L’ondata migratoria del 2015 resta uno dei grandi fallimenti dell’Unione europea degli ultimi anni, un trauma politico che ha lasciato tracce durature su scala continentale. Ricordiamo ancora quando alcuni paesi dell’Europa centrale costruivano barricate mentre la Germania accoglieva un milione di migranti. Oggi la crisi è meno acuta, ma la tragedia del campo di Moria, nell’isola greca di Lesbo in cui erano ammassate 15mila persone in condizioni proibitive, dimostra che il problema non ha ancora trovato una soluzione.

Il 23 settembre la nuova Commissione europea ha tentato di affrontare il tema estremamente delicato, ma la proposta di riforma presentata dalla presidente Ursula von der Leyen è il frutto di un compromesso tra le diverse sensibilità europee, e di conseguenza rischia di scontentare e deludere.
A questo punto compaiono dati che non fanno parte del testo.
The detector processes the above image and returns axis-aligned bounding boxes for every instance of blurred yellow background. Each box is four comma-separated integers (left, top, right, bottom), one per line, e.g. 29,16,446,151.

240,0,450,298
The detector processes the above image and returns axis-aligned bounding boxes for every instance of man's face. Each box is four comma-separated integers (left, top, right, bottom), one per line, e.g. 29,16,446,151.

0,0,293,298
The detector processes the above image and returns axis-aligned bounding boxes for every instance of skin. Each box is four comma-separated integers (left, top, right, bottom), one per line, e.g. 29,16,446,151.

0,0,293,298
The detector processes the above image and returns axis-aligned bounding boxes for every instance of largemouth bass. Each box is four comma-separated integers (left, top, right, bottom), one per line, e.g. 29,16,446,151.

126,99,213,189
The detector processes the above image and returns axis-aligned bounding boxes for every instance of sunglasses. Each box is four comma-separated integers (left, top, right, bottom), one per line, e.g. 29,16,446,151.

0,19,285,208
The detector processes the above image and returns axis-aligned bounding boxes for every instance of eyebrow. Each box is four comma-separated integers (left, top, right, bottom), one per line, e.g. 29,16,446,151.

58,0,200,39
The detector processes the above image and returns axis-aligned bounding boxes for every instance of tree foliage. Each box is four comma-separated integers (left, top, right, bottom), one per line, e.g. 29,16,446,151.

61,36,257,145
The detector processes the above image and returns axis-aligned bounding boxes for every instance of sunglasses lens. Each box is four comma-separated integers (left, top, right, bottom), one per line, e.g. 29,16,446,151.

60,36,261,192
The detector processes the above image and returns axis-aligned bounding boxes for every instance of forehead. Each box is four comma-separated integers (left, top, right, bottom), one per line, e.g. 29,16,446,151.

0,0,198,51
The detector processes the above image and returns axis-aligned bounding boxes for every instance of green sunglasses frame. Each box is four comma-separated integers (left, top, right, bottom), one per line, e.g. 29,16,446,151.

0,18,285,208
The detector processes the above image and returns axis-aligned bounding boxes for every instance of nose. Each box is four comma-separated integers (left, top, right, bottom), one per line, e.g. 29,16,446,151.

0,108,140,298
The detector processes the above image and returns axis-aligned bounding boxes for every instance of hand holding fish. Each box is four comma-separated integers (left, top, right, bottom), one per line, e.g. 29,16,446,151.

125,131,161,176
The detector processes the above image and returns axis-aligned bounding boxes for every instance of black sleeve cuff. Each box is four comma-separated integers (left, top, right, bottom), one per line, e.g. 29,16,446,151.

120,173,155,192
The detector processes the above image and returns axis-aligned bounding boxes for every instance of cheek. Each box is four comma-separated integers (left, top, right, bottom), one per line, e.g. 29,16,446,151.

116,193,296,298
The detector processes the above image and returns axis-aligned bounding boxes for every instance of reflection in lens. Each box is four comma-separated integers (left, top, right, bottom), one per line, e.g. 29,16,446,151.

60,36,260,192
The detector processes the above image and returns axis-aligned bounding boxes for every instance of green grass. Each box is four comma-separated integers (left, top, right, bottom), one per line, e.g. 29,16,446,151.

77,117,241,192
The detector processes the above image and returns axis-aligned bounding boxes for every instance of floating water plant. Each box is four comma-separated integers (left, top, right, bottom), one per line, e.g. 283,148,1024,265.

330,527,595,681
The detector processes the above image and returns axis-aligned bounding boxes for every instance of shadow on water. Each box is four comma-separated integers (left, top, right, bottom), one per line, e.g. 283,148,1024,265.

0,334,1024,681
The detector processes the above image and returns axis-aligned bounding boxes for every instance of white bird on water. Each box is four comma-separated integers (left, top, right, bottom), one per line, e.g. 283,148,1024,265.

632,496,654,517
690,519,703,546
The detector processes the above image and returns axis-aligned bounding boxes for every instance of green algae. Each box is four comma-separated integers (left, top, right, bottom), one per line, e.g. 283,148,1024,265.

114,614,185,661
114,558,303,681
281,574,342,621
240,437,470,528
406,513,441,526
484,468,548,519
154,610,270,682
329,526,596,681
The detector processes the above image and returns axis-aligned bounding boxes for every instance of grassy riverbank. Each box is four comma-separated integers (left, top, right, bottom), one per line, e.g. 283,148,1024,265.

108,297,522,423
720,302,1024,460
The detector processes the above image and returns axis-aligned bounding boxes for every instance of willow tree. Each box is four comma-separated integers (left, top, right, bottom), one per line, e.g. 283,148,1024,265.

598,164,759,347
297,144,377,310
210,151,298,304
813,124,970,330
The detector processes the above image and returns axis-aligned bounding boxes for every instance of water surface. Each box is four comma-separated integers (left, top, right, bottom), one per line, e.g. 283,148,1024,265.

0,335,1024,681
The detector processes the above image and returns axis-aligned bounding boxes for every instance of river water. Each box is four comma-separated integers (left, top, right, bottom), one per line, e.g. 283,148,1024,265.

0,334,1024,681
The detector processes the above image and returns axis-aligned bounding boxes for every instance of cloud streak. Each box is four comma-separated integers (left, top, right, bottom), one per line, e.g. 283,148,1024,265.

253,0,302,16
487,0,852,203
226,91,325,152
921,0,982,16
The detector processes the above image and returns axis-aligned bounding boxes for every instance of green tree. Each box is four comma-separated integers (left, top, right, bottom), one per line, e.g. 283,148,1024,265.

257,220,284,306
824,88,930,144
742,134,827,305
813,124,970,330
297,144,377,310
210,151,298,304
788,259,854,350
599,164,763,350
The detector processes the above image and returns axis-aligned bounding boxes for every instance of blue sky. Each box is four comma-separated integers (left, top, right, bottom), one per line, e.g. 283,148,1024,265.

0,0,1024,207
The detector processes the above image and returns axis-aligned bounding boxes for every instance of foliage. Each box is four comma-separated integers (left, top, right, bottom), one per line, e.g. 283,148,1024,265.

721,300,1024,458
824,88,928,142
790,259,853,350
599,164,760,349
Decidere tra cattive soluzioni
È un esito inevitabile, perché oggi l’Europa si trova costretta a decidere tra cattive soluzioni. È quello che la presidente della Commissione ha descritto come “un giusto equilibrio tra solidarietà e responsabilità”.

Sono stati apportati miglioramenti a un sistema che non funzionava più, in particolare nei paesi di arrivo dei migranti come la Grecia o l’Italia. Le richieste d’asilo dei nuovi arrivati dovranno essere processate più rapidamente, sia al livello nazionale sia europeo. E questo era indispensabile.

Ma il corollario di questa accelerazione è l’espulsione altrettanto rapida prevista per quelli che si vedranno respingere la richiesta d’asilo. Questo aspetto ha spinto i critici del piano a sostenere che Bruxelles non ha abbandonato il principio di un’”Europa fortezza”. Considerando il contesto politico del continente non c’è da sorprendersi.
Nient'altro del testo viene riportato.